Indian Prime Minister Narendra Modi and his Bharatiya Janata Party (BJP) suffered a devastating win in early June when his far-right Hindu nationalist party won a majority of votes in the national election, but not the majority of seats.
The BJP’s drop from 303 seats in 2019 to a mere 240 means it can only retain its rule by forming a coalition with the National Democratic Alliance, which does not have the same authoritarian tendencies.
Also in mid-June, Delhi BJP official VK Saxena announced he had given the greenlight to prosecute Modi critic, award-winning writer and dissident Arundhati Roy.
Roy is a prolific writer of polemical political treatises. In 1997, she won the Booker Prize for her God of Small Things.
Modi wants her arrested for comments she made during a 2010 public forum on Kashmir, under the countries’ notorious anti-terror law, alongside Professor Sheikh Showkat Hussain.
Roy and Hussain have been threatened with prosecution under the 1960s rights infringing Unlawful Activities (Prevention) Act (UAPA), which had barely been used until Modi and the BJP started applying it to old rivals and loud critics over the past 10 years.
Modi became PM in 2014 after he had been BJP chief minister in Gujarat state since 2001. During the 2002 Gujarat riots, deadly pogroms against Muslim communities, he became known as a brutal ruler.
Roy shifted to political prose, with a poetic flair, in 1998, with her The End of Imagination essay — a statement against India and Pakistan acquiring nuclear weapons. Since the 1947’s partition, both countries are still at loggerheads, with Kashmir the flashpoint.
Being prosecuted under these old laws is serious, regardless of any resulting conviction, because it is extremely hard to access bail and cases can take years to build. Suspects can spend 5 to 10 years on remand, only to be released on acquittal.
A voice of defiance
After speaking out against Indian governments’ hawkish politics from the mid-90s, Roy turned her attention to the government drive to construct big dams and, in particular, the Narmada Dam.
The dam construction displaced thousands of tribal Adivasi people.
Roy has spent the last 30 years lending her voice to the voiceless.
She spoke out against United States imperialism under President George Bush in the early 2000s, as well as Modi’s attempt to shift secular India into a xenophobic nation, run by Hindu nationalists.
“Look, Kashmir has never been an integral part of India,” said Roy 14 years ago. Even though Roy was speaking about commonly held views, she is being threatened with prosecution.
“However aggressively and however often you want to ask me that, even the Indian government has accepted in the United Nations that it’s not an integral part of India,” Roy said during the 2010 conference on Kashmir. “So, why are we trying to change that narrative now?”

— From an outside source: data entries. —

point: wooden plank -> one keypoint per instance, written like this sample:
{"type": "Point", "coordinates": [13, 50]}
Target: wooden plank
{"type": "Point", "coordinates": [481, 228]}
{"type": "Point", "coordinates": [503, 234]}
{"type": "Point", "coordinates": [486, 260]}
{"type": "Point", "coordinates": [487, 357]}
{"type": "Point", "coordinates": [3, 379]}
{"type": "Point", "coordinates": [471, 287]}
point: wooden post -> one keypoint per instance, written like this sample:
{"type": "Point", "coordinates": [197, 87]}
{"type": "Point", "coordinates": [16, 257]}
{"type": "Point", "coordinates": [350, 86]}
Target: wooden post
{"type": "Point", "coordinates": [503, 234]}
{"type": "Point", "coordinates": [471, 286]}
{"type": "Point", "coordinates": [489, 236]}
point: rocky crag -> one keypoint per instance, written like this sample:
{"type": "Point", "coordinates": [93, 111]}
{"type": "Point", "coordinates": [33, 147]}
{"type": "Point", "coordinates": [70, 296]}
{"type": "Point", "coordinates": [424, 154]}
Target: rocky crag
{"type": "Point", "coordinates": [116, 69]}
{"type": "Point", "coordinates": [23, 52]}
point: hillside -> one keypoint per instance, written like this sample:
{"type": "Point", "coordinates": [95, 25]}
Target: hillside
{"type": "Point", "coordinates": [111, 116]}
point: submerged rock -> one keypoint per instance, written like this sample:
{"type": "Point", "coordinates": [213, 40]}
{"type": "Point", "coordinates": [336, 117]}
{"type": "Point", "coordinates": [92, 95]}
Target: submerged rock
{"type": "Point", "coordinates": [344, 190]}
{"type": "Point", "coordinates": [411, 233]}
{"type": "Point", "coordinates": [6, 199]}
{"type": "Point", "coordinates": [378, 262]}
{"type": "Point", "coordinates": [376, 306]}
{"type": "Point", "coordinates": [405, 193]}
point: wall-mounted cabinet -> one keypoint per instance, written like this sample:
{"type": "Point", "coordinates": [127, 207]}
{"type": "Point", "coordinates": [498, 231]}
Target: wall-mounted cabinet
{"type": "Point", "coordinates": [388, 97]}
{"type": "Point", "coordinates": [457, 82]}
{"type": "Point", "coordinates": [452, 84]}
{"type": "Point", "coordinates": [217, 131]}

In the wake of that forum, in October, a group of BJP women’s organisation members gathered at Roy’s house and called on her to give up her country because of her views.
This was despite her long being known to support Kashmir.
Talk of prosecuting Roy began then.
Azadi rising
As the colonising British left the subcontinent in tatters in the mid-1940s, the Kashmiri Hindu Maharaja Hari Singh of the Muslim majority region threw in his lot with India rather than the newly-forming majority Muslim Pakistan.
The Kashmiri struggle is much greater than this one act: it’s a story of a people trapped between rival nations, seeking self-determination.
A February 2019 suicide attack in Kashmir in which some 40 Indian soldiers were killed just before a national election, prompted Modi to act with vengeance.
Riding on the shock waves, he was re-elected in 2019.
He then proceeded to strip the region of its Article 370 special autonomy rights and used the COVID-19 pandemic to send in the military to repress Kashmiris. This has included internet blackouts, lockdowns and media suppression.
Roy continued to speak out against Modi during his second term of office, including his intensified crackdown on Kashmir. She has also condemned the BJP’s citizenship laws that specifically exclude Muslim people and Islamophobic attacks that have been rising with impunity.
Modi’s attempt to silence Roy is a last-ditch effort against the struggle for azadi or freedom.
Roy has become a symbol of a multicultural, multi-faith secular democratic India that continues to oppose the rise in Hindu nationalism.
This month’s election result shows that after a decade of Modi’s right-wing nationalistic repression, it is in decline, perhaps on its way to toppling over.